What happened: models jumped or dropped up to 50 positions. Models optimized for v1 collapsed on v2. Stable models (Qwen-2-72B, LLaMA-3-70B) proved genuine capability. Some chat-tuned models performed worse on math than their base versions — RLHF for helpfulness can impair specific capabilities.

Retirement (2025–2026)

IFEval saturated within about 4 months. Same gaming incentives applied to new targets. Contamination detection remained unsolved. The team explained: “As model capabilities change, benchmarks need to follow — the leaderboard is slowly becoming obsolete.”

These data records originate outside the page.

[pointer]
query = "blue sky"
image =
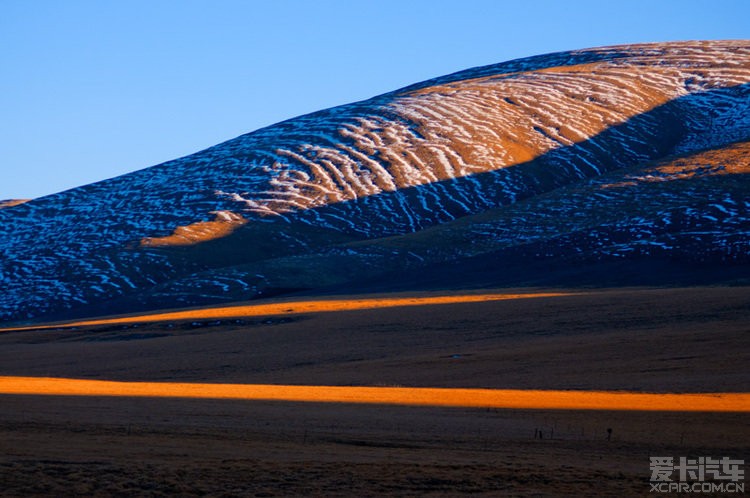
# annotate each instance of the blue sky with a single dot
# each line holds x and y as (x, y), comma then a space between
(94, 89)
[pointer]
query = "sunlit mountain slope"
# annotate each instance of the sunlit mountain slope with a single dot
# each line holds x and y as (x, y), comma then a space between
(546, 157)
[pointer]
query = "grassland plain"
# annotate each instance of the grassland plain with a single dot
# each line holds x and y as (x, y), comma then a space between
(644, 340)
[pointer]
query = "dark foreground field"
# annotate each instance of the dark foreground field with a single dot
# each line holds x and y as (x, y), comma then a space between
(662, 340)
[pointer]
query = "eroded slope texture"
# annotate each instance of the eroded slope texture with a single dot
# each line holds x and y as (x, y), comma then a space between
(535, 146)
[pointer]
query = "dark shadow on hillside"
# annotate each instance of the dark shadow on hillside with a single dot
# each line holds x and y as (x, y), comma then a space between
(648, 136)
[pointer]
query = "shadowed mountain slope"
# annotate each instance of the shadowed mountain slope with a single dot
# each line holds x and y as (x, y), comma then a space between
(547, 157)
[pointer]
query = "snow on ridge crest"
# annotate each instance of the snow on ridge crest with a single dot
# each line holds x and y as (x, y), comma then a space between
(457, 137)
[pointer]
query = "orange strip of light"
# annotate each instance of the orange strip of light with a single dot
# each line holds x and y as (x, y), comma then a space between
(294, 307)
(426, 396)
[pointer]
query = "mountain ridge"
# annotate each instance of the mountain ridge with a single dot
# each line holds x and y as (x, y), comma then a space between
(441, 150)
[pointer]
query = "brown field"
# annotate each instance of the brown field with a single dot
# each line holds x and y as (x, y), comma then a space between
(689, 340)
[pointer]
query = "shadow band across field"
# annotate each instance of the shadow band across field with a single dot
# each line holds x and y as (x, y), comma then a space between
(415, 396)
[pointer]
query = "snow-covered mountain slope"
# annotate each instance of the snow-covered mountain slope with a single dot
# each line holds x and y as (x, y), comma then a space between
(218, 224)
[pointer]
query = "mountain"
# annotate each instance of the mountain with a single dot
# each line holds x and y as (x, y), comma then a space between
(629, 155)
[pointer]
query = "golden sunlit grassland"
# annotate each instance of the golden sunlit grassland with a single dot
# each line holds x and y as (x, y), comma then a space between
(641, 340)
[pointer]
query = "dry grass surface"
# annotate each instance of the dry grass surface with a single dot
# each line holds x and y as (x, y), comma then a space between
(661, 340)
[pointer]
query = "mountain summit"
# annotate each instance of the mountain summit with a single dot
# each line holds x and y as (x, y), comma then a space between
(630, 155)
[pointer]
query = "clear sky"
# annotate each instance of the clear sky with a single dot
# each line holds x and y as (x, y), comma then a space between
(94, 89)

The industry–academia divide

Industry labs

OpenAI. Emphasizes eval-driven development through the Evals API. Created SimpleQA. Warns against vibe-based evals.

Anthropic. Most safety-forward approach. Organized around AI Safety Levels (ASL-1 through ASL-4) with detailed system cards. Considered the gold standard for evaluation transparency. Conducted a joint safety evaluation with OpenAI in 2025.

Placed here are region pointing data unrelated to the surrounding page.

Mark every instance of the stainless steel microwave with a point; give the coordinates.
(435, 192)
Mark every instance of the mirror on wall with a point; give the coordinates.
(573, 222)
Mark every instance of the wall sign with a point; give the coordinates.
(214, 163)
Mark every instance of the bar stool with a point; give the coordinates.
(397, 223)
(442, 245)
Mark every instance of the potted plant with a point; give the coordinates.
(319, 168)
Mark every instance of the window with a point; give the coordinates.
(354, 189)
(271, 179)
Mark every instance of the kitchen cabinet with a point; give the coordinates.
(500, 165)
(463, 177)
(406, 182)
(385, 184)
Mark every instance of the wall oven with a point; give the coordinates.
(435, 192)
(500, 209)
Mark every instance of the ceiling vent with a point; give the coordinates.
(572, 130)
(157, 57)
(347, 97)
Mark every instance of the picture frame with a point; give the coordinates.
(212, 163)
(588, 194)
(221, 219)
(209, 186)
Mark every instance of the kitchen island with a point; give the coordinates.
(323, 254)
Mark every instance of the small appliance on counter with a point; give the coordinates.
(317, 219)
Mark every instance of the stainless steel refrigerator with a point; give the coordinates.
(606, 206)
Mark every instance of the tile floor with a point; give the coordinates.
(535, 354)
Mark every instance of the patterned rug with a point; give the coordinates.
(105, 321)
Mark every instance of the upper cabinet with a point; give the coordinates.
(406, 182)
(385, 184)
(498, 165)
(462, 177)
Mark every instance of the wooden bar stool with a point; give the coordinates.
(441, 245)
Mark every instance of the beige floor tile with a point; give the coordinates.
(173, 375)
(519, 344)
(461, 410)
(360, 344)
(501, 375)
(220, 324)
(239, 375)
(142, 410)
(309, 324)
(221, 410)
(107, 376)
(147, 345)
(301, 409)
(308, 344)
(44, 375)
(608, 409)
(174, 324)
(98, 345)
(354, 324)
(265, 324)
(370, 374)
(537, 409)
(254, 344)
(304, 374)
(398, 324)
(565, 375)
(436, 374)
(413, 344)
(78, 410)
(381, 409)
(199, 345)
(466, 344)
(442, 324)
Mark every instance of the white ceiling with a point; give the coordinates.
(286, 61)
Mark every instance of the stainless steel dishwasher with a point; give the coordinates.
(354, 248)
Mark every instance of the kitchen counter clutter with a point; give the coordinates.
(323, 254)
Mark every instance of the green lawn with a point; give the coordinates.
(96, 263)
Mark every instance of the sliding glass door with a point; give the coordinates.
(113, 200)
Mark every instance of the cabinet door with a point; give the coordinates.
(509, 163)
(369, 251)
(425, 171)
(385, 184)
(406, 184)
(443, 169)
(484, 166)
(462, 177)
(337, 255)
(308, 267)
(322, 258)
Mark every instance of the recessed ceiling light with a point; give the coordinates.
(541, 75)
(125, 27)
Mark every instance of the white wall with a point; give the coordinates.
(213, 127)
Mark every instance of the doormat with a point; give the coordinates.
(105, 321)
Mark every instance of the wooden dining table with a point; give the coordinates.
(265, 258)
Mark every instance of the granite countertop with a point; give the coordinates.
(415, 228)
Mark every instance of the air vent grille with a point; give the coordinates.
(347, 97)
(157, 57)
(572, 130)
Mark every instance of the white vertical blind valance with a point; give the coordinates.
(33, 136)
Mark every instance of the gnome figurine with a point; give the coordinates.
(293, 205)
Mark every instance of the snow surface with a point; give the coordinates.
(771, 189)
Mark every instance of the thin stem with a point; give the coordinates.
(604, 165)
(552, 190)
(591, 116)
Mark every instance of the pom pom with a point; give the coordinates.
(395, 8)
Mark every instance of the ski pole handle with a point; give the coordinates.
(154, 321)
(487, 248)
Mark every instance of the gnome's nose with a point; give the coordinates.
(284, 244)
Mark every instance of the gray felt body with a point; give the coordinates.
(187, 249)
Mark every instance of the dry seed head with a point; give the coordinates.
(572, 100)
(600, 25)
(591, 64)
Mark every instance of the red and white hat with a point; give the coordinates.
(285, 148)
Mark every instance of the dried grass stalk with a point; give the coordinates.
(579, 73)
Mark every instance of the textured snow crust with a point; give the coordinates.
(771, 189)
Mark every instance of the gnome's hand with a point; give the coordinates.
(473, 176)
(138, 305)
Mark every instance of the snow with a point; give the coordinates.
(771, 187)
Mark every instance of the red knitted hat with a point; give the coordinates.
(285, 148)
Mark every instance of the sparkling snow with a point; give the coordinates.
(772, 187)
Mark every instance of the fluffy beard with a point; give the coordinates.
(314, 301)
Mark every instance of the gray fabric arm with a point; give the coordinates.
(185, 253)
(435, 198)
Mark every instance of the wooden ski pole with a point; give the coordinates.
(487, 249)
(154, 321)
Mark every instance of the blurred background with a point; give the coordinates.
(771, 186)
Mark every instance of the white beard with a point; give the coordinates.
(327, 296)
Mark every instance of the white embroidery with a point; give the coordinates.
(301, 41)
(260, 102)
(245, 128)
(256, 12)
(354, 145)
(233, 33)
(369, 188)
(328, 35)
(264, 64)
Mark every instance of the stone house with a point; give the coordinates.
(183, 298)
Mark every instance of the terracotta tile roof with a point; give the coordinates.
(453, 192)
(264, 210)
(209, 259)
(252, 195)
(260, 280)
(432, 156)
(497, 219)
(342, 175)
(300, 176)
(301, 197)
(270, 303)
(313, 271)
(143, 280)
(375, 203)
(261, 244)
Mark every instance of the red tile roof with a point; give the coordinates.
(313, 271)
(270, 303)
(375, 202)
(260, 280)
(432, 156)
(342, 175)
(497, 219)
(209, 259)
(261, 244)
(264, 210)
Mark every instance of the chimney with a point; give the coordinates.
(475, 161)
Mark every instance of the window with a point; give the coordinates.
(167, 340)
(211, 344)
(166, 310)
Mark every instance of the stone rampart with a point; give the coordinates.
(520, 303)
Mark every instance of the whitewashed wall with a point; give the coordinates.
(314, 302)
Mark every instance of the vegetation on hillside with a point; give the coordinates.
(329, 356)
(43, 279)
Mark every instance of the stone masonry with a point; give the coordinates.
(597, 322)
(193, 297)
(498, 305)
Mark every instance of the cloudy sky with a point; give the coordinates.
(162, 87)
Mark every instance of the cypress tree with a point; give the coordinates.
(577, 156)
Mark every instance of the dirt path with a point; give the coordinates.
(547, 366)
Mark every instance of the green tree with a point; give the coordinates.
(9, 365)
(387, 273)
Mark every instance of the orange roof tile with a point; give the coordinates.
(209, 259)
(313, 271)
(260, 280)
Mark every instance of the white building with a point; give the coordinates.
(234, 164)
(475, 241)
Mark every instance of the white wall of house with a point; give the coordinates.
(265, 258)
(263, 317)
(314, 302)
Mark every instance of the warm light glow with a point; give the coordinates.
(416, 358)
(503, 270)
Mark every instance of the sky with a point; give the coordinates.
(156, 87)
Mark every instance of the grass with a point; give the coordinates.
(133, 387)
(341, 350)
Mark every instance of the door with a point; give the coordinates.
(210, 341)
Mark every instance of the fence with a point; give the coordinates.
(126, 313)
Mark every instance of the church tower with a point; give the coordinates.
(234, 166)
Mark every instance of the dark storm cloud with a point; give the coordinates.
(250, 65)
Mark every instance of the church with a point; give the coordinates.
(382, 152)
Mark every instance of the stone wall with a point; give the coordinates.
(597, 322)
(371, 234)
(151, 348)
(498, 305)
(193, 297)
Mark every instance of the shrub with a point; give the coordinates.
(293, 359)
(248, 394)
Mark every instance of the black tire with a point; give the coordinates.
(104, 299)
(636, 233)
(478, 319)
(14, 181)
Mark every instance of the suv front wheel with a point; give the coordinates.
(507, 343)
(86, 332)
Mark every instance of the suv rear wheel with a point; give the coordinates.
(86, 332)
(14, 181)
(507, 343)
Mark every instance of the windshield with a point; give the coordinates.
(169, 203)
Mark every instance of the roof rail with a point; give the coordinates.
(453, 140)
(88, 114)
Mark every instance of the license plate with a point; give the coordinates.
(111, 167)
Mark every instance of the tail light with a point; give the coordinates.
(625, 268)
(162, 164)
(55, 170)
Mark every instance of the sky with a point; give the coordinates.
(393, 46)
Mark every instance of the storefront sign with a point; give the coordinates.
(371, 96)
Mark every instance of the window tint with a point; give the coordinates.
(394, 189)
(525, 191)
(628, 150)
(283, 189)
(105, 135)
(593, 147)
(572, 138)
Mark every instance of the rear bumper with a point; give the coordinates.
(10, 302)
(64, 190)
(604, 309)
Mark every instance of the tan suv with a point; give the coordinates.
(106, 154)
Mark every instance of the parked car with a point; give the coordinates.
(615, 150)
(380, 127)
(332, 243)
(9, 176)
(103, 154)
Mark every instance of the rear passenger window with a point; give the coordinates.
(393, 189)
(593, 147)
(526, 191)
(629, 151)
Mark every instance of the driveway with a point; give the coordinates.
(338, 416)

Google DeepMind. Benchmark leadership. Contributed BIG-Bench and MMLU-Pro. Drew scrutiny when the Gemini Ultra launch claimed 90% on MMLU using chain-of-thought with 32 attempts rather than standard 5-shot evaluation (where it scored 83.7%).

Meta. Emphasizes reproducibility through open-source. Publishes full eval datasets with per-example details. The Llama 4 Arena controversy undermined trust.

Academic groups

EleutherAI. Built lm-evaluation-harness, the field’s most-used evaluation framework.

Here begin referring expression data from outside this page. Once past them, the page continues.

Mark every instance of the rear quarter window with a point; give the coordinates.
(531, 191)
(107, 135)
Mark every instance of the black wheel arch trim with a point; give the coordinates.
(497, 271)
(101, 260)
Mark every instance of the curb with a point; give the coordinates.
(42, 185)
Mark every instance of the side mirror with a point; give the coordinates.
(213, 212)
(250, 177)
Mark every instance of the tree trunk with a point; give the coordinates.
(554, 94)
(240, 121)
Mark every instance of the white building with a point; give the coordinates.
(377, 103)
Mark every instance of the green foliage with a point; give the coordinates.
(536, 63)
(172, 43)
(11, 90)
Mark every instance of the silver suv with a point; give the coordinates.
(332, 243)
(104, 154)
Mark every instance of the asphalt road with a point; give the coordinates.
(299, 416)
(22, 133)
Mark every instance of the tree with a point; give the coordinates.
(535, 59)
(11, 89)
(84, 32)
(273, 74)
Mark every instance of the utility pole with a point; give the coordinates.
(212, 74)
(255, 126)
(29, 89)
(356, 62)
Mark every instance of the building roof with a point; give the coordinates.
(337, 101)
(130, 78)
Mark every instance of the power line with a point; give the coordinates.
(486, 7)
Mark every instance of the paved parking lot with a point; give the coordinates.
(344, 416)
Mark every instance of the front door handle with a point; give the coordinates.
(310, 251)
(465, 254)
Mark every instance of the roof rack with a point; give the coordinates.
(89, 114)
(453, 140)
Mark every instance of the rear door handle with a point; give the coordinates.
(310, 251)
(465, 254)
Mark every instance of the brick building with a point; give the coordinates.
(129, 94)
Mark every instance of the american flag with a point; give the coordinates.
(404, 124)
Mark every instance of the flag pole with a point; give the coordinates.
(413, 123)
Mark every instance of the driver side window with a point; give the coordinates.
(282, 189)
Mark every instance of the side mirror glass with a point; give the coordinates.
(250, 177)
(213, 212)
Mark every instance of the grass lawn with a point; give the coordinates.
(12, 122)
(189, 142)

Stanford CRFM. Created HELM, introducing holistic multi-metric evaluation.

LMSYS (UC Berkeley). Created Chatbot Arena. Grew from 4,700 votes at launch to 6M+. Provided critical independent evaluation.

Academic critics. The “Leaderboard Illusion” paper (Cohere/AI2/Princeton/Stanford, 2025) documented Arena distortions. CMU’s independent Gemini evaluation found materially lower scores than Google’s claims.

The structural tension

Benchmark scores now function as marketing. Each major release leads with numbers: Gemini 3 Pro’s 1,501 Elo, Llama 4 at 1,417 Elo. Billions of dollars of investment are evaluated on these scores.

The conflict: labs investing in genuine evaluation may lose marketing races to labs optimizing for benchmark optics. Domain-specific models quietly outperform general-purpose leaders in energy, finance, and healthcare, but rank lower on leaderboards because they don’t optimize for gaming.

Sebastian Raschka’s assessment: benchmark numbers are “no longer trustworthy indicators of LLM performance.”


Where evaluation goes from here

The field is converging on the principle that robust evaluation requires a portfolio approach:

  • Dynamic benchmarks (LiveBench, MathArena).
  • Human preferences (Chatbot Arena, despite its flaws).
  • Domain-specific assessment.
  • Adversarial and safety testing.
  • Process-based reasoning evaluation.
  • And the one metric hardest to game: whether people actually choose to use these systems for real work.

That last point feels like the quiet conclusion of this whole series. Every benchmark eventually saturates, every judge can be fooled, every leaderboard can be gamed. What’s left is use. A tool people keep reaching for, on real problems, when no one is watching — that’s the measurement nobody has figured out how to fake.